The technique of pan-searing seafood, including calamari, became popular as it allows for quick cooking while preserving the delicate texture and flavor. This method gained prominence in modern culinary practices as chefs sought ways to highlight the natural qualities of fresh seafood.
Check the recipe video below to see what the final product will be looking like!
Pan Seared Calamari & Oven Baked Potatoes
Ingredients
- 450 grams calamari tubes and tentacles cleaned and defrosted
- 2 tbsp olive oil separated
- ½ tbsp red wine vinegar
- 1 tsp Italian seasoning
- 1 tbsp vegetable oil
- salt and pepper
- Handful fresh flatleaf parsley chopped
- 4 large potatoes
Instructions
- Firstly, preheat the oven to 220 degrees Celsius. Peel and cut the potatoes into wedges. Add cold water to a medium saucepan and add in the potatoes. Bring the potatoes to a boil and cook until fork tender, drain and place in an ovenproof dish. Bake for 40minutes or until golden and crispy. Give the potatoes a toss half way through the baking process.
- Make sure the calamari is fully defrosted and cleaned. In a bowl, add the calamari, 1 tbsp olive oil, 1/2 tbsp red wine vinegar and 1 tsp Italian seasoning together, mix and cover. Place in the fridge and allow the calamari to marinate for 30mins or overnight.
- 5minutes before the potatoes are done you’ll bring a large skillet to a high heat. Once heated, add 1 tbsp of vegetable oil and half of the raw calamari to the pan. Spread evenly and cook for 2minutes on each side. Remove from the pan and place directly onto your serving dish. It’s essential that you don’t over crowd the pan, so remember to cook the calamari in two batches.

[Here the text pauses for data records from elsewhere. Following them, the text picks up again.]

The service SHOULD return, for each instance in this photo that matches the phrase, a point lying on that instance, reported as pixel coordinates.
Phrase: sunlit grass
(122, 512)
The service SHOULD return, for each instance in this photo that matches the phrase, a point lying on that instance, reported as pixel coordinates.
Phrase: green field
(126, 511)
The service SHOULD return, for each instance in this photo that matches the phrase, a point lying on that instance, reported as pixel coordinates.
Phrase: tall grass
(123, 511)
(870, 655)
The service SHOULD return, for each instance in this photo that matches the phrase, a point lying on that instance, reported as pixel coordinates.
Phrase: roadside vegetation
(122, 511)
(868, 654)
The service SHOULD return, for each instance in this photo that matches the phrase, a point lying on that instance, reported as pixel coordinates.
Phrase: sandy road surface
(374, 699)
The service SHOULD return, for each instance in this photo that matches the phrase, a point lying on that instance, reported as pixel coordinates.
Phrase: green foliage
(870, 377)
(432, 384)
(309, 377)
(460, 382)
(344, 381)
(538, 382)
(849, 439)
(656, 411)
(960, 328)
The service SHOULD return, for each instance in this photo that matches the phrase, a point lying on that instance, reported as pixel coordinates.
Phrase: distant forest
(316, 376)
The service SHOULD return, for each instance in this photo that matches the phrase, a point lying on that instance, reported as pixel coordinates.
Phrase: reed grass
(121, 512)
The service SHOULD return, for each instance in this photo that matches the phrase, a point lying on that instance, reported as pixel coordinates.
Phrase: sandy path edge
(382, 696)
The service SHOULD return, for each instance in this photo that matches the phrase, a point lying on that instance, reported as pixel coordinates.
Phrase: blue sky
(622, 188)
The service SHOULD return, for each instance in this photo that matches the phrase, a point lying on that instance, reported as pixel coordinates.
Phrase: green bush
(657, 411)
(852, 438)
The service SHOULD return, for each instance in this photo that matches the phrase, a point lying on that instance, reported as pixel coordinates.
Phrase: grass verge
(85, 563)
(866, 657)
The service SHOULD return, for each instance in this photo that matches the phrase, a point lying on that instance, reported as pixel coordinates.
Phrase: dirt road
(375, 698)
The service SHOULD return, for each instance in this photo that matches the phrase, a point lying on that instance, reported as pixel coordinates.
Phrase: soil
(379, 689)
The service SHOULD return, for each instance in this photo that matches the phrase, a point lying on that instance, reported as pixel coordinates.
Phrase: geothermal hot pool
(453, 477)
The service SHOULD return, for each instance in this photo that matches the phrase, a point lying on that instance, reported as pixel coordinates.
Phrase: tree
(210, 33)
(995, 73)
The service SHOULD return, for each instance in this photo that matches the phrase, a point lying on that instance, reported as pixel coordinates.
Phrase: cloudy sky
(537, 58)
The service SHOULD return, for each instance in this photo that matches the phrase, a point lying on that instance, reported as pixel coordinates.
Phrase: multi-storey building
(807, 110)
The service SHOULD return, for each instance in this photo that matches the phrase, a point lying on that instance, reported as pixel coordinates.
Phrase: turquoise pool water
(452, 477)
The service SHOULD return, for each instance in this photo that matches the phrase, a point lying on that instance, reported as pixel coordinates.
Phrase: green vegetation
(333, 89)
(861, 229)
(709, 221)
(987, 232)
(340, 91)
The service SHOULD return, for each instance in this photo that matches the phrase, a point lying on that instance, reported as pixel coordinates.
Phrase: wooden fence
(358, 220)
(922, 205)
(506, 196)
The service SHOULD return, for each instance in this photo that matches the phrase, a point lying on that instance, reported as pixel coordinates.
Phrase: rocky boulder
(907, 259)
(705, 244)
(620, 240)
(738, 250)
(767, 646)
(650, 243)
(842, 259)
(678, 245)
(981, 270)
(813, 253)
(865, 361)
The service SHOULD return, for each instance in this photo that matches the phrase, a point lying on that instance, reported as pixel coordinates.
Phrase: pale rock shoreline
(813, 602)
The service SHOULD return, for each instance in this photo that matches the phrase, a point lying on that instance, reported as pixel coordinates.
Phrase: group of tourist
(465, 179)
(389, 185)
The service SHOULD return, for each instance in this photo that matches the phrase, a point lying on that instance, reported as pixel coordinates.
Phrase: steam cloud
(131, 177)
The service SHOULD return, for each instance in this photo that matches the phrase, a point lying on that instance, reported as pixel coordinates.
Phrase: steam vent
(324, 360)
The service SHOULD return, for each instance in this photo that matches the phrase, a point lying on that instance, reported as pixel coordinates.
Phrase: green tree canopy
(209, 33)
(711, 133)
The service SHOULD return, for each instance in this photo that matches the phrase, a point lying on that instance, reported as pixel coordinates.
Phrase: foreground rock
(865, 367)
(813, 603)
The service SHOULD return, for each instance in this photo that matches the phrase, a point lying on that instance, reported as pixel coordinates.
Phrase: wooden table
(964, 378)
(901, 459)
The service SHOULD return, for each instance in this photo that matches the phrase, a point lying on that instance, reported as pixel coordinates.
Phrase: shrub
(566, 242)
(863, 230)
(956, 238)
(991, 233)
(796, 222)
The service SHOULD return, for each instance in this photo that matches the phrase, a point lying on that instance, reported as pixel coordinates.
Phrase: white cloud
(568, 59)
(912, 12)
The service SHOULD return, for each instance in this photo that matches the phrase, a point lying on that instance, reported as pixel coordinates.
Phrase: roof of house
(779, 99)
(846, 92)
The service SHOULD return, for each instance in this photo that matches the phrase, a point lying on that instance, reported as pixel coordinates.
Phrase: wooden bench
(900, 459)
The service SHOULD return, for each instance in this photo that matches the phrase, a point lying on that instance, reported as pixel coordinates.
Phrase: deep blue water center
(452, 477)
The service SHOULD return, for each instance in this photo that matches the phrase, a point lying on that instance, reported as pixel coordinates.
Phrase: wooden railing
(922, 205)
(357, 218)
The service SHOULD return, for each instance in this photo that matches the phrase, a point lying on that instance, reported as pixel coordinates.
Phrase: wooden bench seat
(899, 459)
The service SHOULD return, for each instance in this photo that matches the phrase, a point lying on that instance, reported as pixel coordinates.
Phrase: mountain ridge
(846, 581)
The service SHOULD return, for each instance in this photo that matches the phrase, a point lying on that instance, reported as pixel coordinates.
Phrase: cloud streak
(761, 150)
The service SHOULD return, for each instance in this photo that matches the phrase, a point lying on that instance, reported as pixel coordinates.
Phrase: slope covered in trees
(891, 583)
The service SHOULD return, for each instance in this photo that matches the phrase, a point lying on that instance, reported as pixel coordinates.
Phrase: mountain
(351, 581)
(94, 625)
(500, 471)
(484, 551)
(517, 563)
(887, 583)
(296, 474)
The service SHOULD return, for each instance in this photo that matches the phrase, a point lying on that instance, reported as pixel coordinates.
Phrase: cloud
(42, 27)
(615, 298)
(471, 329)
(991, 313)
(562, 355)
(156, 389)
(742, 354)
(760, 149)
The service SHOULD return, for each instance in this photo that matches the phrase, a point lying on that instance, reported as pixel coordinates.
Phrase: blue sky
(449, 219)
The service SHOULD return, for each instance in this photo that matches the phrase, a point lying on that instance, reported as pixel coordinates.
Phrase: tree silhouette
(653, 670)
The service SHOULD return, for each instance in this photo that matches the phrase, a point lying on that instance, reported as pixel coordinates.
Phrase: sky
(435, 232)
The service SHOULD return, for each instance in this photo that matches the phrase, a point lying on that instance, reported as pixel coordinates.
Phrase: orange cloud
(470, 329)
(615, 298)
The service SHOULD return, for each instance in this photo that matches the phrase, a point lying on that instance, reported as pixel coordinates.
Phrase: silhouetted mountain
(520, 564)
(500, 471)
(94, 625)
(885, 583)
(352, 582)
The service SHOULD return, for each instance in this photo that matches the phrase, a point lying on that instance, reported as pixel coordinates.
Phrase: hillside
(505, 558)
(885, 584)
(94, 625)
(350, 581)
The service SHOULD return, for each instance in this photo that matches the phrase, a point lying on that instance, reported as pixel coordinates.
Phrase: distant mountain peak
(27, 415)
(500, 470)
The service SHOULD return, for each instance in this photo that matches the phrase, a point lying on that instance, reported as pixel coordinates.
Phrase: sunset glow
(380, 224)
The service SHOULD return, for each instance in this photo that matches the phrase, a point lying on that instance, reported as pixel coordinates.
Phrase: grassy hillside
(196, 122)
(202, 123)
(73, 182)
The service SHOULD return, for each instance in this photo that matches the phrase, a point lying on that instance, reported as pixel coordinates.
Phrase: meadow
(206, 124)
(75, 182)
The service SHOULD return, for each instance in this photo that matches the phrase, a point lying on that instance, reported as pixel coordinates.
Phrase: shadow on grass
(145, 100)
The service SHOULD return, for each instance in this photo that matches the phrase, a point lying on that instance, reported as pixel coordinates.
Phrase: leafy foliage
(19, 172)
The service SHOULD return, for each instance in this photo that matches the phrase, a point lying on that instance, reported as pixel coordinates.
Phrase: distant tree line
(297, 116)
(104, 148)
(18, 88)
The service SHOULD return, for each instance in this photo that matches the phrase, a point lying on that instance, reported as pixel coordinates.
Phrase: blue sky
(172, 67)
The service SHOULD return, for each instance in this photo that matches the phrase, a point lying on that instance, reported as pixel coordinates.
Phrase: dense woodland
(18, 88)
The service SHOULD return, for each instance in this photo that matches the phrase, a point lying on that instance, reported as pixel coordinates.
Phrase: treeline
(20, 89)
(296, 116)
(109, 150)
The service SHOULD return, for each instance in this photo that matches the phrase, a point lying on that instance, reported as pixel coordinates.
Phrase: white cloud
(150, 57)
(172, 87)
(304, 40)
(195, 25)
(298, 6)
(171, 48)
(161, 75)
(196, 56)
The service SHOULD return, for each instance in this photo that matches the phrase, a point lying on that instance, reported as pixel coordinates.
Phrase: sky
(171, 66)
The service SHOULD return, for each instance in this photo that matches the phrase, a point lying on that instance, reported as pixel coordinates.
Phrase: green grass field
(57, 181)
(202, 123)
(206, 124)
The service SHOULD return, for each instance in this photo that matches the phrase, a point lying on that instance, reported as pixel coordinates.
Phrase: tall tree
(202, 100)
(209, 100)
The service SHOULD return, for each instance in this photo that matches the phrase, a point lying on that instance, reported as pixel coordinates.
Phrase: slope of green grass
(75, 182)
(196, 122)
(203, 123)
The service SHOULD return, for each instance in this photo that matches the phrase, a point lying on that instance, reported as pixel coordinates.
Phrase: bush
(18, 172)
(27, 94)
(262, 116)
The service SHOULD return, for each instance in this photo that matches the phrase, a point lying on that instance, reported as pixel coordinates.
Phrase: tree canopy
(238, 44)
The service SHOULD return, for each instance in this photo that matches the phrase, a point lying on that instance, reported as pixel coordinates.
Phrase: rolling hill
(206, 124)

- Add the crispy potatoes and sauce of choice to the serving dish. Garnish with salt, pepper *optional, lemon wedges and chopped flatleaf parsley.
Notes
- Calamari/Squid: I’d recommend you purchase calamari/squid that has already been cleaned and fully defrosted. You could purchase the tubes and cut them into rings or purchase the tubes that have already been cut for your convenience but I prefer keeping the tubes whole.
- Marinade: You could be a little more creative when it comes to your marinade, like adding garlic, chili or your favourite seasonings etc. I like keeping it simple with just some olive oil, acid (lemon juice/red or white wine vinegar) and Italian seasoning.
- Vegetable Oil: Using a vegetable oil with a high smoke point would be ideal so you’ll be searing the calamari on a high heat using a stable oil such as sunflower oil, avocado oil, soybean oil etc.
- Timing: Start by peeling, cutting and par boiling the potatoes. Then marinade your calamari and place it in the fridge for 30minutes. Once the potatoes are fork tender you’ll drain the water and place the potatoes in an ovenproof dish. Coat with olive oil and oven bake. Make the Spicy Madagascan Peppercorn Sauce. 5 Minutes before removing the potatoes from the oven you’ll sear the calamari and plate everything together.
- Serving Suggestion: serve with a sauce of choice (tartar/chili oil/spicy Madagascan peppercorn sauce etc.), salt to taste, lemon wedges and freshly chopped parsley.
- Sides: Oven baked potatoes, savoury rice, simple butter and parmesan pasta, couscous, salad of choice etc.